The fact is that there’s something off about Dr. Laura, and as time goes by it becomes clearer and clearer. It’s not just the nude photographs of a clowning Schlessinger exposing herself, despicably posted on the Internet. It’s not even the reproaches of her former colleagues — too numerous now to be entirely dismissed as envious backbiting. It’s rather the thinness of her moral and religious imagination, as though Dr. Laura started the wrong way around: spotting a hunger in America for moral discourse and deciding to feed it, instead of coming to certain moral conclusions and then turning back to help people.
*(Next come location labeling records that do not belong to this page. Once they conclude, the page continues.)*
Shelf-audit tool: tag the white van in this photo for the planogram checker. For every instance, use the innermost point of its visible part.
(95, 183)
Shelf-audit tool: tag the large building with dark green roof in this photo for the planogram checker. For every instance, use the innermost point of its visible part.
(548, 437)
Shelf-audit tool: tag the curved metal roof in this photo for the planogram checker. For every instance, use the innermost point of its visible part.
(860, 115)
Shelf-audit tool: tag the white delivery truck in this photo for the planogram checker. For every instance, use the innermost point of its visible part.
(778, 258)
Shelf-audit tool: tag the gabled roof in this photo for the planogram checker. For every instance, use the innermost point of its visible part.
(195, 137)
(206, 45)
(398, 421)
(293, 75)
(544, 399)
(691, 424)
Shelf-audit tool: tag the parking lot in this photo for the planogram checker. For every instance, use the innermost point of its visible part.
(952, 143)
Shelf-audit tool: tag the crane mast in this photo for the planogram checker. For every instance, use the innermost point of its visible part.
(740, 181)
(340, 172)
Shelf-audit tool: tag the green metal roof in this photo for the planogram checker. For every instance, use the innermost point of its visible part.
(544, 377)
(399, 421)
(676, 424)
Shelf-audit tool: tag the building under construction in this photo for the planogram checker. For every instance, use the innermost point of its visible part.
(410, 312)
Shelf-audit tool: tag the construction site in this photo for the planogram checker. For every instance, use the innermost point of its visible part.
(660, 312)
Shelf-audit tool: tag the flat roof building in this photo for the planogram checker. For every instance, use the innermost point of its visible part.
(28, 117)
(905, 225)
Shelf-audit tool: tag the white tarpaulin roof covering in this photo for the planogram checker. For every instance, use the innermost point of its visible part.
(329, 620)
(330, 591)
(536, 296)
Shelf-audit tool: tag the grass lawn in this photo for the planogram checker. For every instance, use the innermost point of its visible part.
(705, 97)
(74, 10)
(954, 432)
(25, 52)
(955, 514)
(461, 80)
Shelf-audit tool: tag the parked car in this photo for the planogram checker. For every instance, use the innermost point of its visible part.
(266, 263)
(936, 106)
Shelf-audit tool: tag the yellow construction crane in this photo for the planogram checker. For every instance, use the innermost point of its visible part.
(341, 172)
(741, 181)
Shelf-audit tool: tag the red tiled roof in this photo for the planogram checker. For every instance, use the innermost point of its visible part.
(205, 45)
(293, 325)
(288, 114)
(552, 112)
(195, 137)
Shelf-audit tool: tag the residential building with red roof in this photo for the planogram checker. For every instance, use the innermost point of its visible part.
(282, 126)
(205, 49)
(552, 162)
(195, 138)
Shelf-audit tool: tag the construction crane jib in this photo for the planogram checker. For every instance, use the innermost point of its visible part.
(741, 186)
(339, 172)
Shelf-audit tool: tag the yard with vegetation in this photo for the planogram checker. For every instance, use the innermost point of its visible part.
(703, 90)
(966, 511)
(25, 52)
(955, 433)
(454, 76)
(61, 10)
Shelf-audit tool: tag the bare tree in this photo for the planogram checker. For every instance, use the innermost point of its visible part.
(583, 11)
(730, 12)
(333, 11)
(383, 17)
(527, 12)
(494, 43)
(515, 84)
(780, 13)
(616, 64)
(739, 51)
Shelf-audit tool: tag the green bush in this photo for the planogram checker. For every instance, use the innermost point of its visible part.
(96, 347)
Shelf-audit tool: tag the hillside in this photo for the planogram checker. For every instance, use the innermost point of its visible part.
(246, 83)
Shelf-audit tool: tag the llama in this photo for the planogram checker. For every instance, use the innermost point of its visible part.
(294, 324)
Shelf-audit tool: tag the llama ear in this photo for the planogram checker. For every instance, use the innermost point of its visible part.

Back on May 6, 1996, before she was nearly as famous as she’s since become, James K. Glassman praised Dr. Laura in the pages of THE WEEKLY STANDARD as a sign of a hopeful national trend, which she may have been at the time. But she seems now mostly an epiphenomenon. However laudable her declared goals and however sincere her new-found faith, Schlessinger reads like the mystic equivalent of a tofu burger.
What her writing lacks is soul, and her explanations in The Ten Commandments disintegrate and fall away, idealess. The prose is so bland and uninspired, there’s not a line in the book worth quoting. If you merely read the Commandments themselves (printed as epigraphs for each chapter) you’ll come away with as much as you’re going to get — and Exodus 20:1-17 and Deuteronomy 5:6-21 make more interesting places to look for those Commandments.
With all due respect to Rabbi Vogel, who gave this book the only glimmer of rigor it has, The Ten Commandments is a neophyte’s conceit. Schlessinger proclaims herself an instant rabbi: Since “Rabbi means teacher,” she boasts, “I am one.”
Dr. Laura’s popularity — the feeling of Americans that they need her — does remain something of an encouraging fact in our culture.
But it also, and more profoundly, remains something of an embarrassment.
Norah Vincent is a writer in New York City.